At least it seems deficient until one stops to realize that Gronkowski is the true number one in this offense, with Edelman, Amendola, Chandler, Dobson and Harper mixed and matched to create personnel matchups as Belichick sees fit - and then when you add the talent coming out of the backfield, well, you get the picture.

But one area in which fans have expressed concern, and rightfully so, is with the state of the offensive line, which may have as many as two rookies starting on the interior, and their regular center's availability for early season games seems to be in serious jeopardy.

Center Bryan Stork has been absent from practice since early in camp, with rookie pivot David Andrews gaining most of the reps in his stead - and when flanked by fellow rookies Shaq Mason and Tre Jackson at the guard positions, the results were predictable - but all three showed major improvement over the course of the preseason, gaining most of the snaps as veteran guards Ryan Wendell and Josh Kline were on the mend...

...but both are now healthy and ready to assume starting roles if need be - but at least one of them will probably assume the pivot in Stork's absence - though Stork insists that he will be ready for the season - leaving at least one rookie starting at guard, probably Jackson on the right.

At the very worst, if the veterans play initially, the Patriots will have basically the same lineup that they used in last season's title run (sans retired Dan Connolly), and the rookies can be worked in slowly, as both Mason and Jackson could use some technique work in pass protection.

And again, what we all saw in the preseason is not necessarily a precursor to what we can expect to see in the regular season.
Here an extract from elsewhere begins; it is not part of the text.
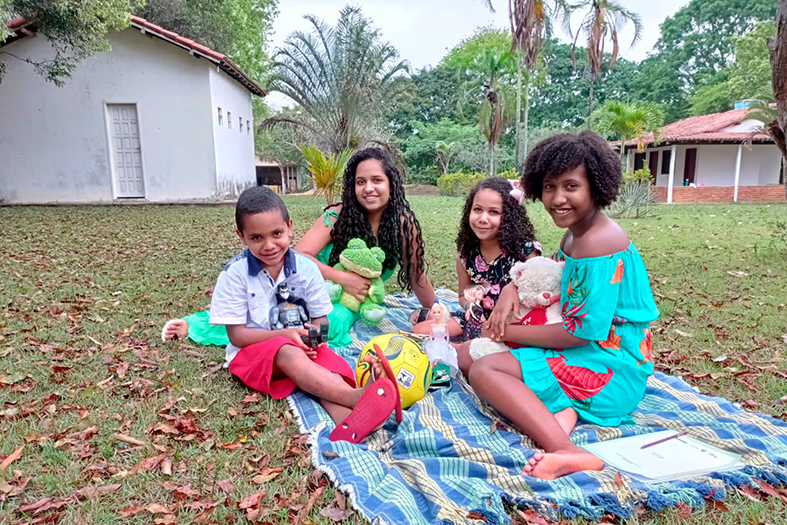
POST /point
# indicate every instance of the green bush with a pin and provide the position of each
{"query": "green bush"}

For one, the Patriots had just one of their experienced pass catchers - Danny Amendola - available for the passing game, which meant that every opponent loaded up the box and dared Patriots quarterbacks to beat them through the air. The result was an offensive line that was overwhelmed in sheer numbers...

...but with Gronkowski, Edelman and Chandler joining Amendola in the pattern, teams in the regular season are not going to be able to stack the box and, as a result, the offensive line will appear to be more stable - because they will be.

The best thing about the way Belichick has built his offense is that with three passing backs in the mix, it adds another layer to the playbook - the heavy layer that promotes two back sets with any of the running backs capable of taking the ball right up the gut or wheeling out of the backfield and into the pattern. Bringing Chandler into the mix was key as well, as he is essentially a very tall wide receiver.

Of course, LaFell's surgery was not a primary reason for signing Chandler away from Buffalo as much as an opportunity to reinvent the two tight end sets, but foresight on Belichick's part leaves him with options until LaFell returns after week 6.

In the end, the New England offense appears to be a literal juggernaut, the concept-driven scheme having multiple layers added to it by the switch in philosophy - meaning that if the opposition thought the Patriots' offense was difficult to defend before, the added unpredictability that the passing backs and two tight end attack affords them is going to make Brady and company that much tougher to defend.